İktidarın amigdala üzerinden korku ve kaygıyı beslediğini söyledik, peki Millet İttifak’ı ne yaptı? O da temelde korku siyaseti üzerinden belirledi konumunu. 20 senedir geleceği söylenen ama gelmeyeceği de belli olan şeriat korkusunun karşısında içki satışının serbest olduğu, İstanbul gecelerinde sabaha kadar gece kulüplerinin dolup taştığı gerçeği görülmek istenmedi. Bu korkunun bir karşılığı yoktu çünkü. Hükümetin uyguladığı baskı ve gittikçe otoriterleşen tavrı karşısında muhalif seçmende oluşan bazı duygular iyi yönetilemedi.
Muhalifler iktidarın ürettiği korkuya karşı umudu beslemek yerine tam da şöyle bir ruh haline girdiler. Kurban edilmişlik hissi, yansıtmada artış ve buna bağlı kötü önyargılarda artış, büyük grup kimliğine narsisistik yatırımın artması ve yetersizlik nedeniyle kayba karşı yas tutamama. Bunlar seküler kibire savrularak toplumu rasyonel biçimde okumaya engel oldu. Seküler kibir toplumda iktidar tarafından örülen ve oluşturulan ‘tarihsel düşmanlık’ karşısında ‘dehumanizasyonun’ ortaya çıkmasına neden oldu. Taraflar birbirinin rakibi değil düşmanı oldular. Ve sadece devleti yönetmesi için oy verilen siyasi partiler birdenbire insanların ‘aklını ve kalbini’ yönetecek tarikat benzeri yapılara döndüler. Ki bu noktada temel fay hattının Tayyip Erdoğan nefreti/sevgisi olduğunu düşündüğümüzde bu hattın daha ziyade ‘karizmatik lidere’ yarayacağı kesindi.
TÜRKİYE’DE YÜKSELEN AŞIRI SAĞ
Seçimlerle ortaya çıkan bir diğer sonuç MHP ve ondan ayrılan İyi Parti ve Zafer Partisinin toplam oyunun %25’e dayanması oldu. Son yıllarda Avrupa başta olmak üzere pek çok ülkede aşırı sağın yükseldiğini görüyoruz.
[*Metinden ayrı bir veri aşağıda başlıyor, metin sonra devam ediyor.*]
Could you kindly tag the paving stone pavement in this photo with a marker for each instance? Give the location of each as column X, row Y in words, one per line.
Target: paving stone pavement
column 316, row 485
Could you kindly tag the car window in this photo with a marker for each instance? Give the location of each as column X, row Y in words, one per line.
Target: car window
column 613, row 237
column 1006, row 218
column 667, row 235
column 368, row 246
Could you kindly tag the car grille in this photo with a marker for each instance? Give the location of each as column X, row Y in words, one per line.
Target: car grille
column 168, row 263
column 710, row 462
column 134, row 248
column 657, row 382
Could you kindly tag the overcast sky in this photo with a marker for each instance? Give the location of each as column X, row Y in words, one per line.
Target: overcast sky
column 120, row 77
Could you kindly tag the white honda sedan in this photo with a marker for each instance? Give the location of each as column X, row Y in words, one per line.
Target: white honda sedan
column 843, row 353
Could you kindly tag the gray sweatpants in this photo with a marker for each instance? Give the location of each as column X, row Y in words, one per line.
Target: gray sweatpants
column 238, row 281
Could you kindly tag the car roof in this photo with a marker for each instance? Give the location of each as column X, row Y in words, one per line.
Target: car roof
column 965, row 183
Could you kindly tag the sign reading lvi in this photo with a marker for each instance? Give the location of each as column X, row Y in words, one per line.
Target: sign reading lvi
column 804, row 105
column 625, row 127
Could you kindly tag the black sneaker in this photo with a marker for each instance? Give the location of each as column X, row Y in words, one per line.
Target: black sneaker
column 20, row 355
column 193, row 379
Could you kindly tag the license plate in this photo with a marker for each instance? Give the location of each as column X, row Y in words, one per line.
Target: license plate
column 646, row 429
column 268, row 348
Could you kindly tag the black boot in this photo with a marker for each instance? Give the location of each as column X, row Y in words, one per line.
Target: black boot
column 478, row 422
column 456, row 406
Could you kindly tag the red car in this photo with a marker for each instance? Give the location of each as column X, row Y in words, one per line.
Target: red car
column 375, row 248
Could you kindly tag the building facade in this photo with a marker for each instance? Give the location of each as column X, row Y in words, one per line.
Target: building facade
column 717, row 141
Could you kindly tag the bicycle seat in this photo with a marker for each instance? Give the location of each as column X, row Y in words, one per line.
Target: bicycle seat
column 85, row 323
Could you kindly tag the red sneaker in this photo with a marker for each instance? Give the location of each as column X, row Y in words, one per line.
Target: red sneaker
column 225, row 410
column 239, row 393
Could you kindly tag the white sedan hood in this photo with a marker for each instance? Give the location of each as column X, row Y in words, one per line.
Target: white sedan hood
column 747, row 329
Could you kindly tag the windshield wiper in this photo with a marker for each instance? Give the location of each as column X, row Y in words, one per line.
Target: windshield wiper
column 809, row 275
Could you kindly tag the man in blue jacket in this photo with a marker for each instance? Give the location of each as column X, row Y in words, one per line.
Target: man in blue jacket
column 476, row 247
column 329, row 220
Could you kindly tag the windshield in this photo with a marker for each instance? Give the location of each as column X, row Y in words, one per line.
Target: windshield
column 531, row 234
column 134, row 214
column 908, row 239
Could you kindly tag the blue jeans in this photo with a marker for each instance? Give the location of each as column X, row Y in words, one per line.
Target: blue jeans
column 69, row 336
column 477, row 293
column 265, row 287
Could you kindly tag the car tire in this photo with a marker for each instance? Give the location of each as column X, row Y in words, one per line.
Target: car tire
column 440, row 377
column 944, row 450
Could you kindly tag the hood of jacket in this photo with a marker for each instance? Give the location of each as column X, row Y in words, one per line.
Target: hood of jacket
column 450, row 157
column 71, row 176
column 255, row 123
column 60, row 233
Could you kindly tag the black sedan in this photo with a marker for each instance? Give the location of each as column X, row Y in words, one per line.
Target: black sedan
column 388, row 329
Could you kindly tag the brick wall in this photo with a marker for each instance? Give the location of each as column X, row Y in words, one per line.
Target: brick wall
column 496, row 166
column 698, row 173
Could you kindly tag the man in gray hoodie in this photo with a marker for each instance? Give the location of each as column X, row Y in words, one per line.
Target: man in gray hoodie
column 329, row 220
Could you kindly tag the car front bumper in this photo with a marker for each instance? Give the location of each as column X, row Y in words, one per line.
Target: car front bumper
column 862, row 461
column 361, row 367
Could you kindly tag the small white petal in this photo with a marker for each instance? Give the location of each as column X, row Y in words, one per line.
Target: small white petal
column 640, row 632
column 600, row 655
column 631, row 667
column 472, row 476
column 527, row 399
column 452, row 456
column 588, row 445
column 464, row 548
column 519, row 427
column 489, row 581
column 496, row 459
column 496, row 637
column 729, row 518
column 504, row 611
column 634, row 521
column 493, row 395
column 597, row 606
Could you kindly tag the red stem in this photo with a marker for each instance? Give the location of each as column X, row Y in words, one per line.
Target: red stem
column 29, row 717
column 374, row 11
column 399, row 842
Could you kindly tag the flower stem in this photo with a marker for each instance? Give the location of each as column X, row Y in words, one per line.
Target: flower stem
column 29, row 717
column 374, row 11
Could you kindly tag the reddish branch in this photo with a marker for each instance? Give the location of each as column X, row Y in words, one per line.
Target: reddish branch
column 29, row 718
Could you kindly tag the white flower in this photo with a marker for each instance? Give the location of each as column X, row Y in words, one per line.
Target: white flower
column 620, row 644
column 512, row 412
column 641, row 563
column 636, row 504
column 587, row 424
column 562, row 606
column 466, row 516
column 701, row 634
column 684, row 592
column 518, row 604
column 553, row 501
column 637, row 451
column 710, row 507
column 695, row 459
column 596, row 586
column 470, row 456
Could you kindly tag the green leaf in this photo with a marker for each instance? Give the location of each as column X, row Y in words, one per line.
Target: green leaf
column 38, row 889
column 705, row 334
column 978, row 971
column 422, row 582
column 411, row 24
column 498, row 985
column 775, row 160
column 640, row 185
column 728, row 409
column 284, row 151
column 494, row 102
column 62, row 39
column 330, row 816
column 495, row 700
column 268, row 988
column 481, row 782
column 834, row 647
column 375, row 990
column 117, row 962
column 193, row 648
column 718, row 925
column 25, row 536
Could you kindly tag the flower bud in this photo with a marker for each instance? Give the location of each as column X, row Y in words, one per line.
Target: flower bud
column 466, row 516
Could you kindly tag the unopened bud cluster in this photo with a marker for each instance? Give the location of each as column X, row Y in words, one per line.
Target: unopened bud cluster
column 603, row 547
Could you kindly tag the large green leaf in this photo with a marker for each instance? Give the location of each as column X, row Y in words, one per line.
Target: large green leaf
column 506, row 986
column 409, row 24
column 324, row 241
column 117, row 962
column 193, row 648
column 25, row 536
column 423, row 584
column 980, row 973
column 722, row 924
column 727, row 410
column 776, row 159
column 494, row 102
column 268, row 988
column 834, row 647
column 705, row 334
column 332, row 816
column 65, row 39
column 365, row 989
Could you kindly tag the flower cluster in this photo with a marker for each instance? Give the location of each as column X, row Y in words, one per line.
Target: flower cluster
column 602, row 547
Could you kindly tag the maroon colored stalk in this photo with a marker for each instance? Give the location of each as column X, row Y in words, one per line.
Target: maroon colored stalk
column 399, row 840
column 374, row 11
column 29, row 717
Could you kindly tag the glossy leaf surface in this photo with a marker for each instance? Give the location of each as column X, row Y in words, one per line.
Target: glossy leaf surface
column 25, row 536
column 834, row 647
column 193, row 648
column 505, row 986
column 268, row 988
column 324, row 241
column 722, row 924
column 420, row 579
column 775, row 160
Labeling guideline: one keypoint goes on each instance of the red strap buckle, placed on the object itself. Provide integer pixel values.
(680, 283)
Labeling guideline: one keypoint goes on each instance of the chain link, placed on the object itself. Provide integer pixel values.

Aşırı sağ partilerin yükselişi her ne kadar ülke içerisinde yaşanan ulusal sorunlar nedeniyle ortaya çıksa da küresel dinamiklerle başarılı bir şekilde ilişkilendirilebilmektedir. Peter Gourevitch “
ikinci düzeye tersten bakış” teorik modeline göre, merkezi bir devletin var olmadığı küresel sistemde oluşan dev dalgaların devletlere ve toplumlara doğru nüfuz etmesi kaçınılmazdır. Küreselleşme dinamiklerinin ülkelerin iç siyasi mekanizma ve unsurlarına ciddi anlamda etkisi bulunmaktadır. Bu teoriye göre, küresel ekonomik durgunluk, küresel terör, küresel gelir dağılımında yaşanan krizler, iç savaşlar veya göç hareketliliği aşırı sağın güç kazanmasında önemli rol oynamıştır. Örneğin, yabancı düşmanlığı veya göçmen karşıtlığının en önemli kaynağı bireylerin kendi ülkesinde kendisini yabancı gibi hissetmelerine yol açmaktadır. Bu noktadan hareket eden Türk aşırı sağı ise bir dönem merkezine Ermenileri oturtmuştu, akabinde Kürtler ve son olarak da Suriye iç savaşı nedeniyle patlak veren mülteci ve sığınmacı akınını aldı. Öyle ki seçimlerde mültecileri mancınıkla ülkelerine fırlatmaktan söz eden Zafer Partisi 1,2 milyon civarı oy aldı, Cumhurbaşkanı adayları olan Sinan Oğan ise 2,7 milyon civarında oy aldı. Bunun ülkenin geleceği için hem dış politikada hem Kürt meselesinde hem de mülteci politikalarında ciddi bir zorlanmaya neden olacağı da ortada.
Türkiye'nin siyasi geleceğini şekillendirecek olan, siyasi liderlerin ve vatandaşların bu karmaşık ve zorlu durumları anlama ve onlarla başa çıkma yetenekleridir.
SONUÇ YERİNE
Son seçimler Türkiye'nin politik manzarasının ne kadar karmaşık ve çok katmanlı olduğunu bir kez daha göstermiştir. Millet İttifakı'nın, CHP Genel Başkanı Kemal Kılıçdaroğlu'nun liderliğinde birleşme çabaları, genel olarak etkileyici olsa da, sonuçlara tam olarak yansımadı. İttifakın, Türkiye'nin geniş toplum kesimlerindeki travmatik hikayelere rağmen, kucaklayıcı bir yaklaşım sergilemesi takdire değer olsa da, bu çabaların sandığa tam olarak yansımadığını gördük. Tüm bu sonuçlar, Türkiye'nin politik manzarasının derinlemesine anlaşılmasını gerektirir. Siyasi liderler ve toplumun genelinde insanlar, karmaşık ve kutuplaşmış bu politik manzarada nasıl ilerleyeceklerini anlamaya çalışmalıdır. Türkiye'nin siyasi geleceğini şekillendirecek olan, siyasi liderlerin ve vatandaşların bu karmaşık ve zorlu durumları anlama ve onlarla başa çıkma yetenekleridir. Nispeten güvenli ve sorunsuz yaşanan seçim sonrası çağdaş dünyadan iyice uzaklaşan Türkiye’nin sinizm ve skeptisizm ile daha da içine kapanacağı düşünülebilir.
Bu durum, Türkiye'nin politik ve sosyal manzarasının anlaşılmasını ve analiz edilmesini gerektiren politik psikoloji konusunda daha fazla çalışma yapılmasını gerektirir.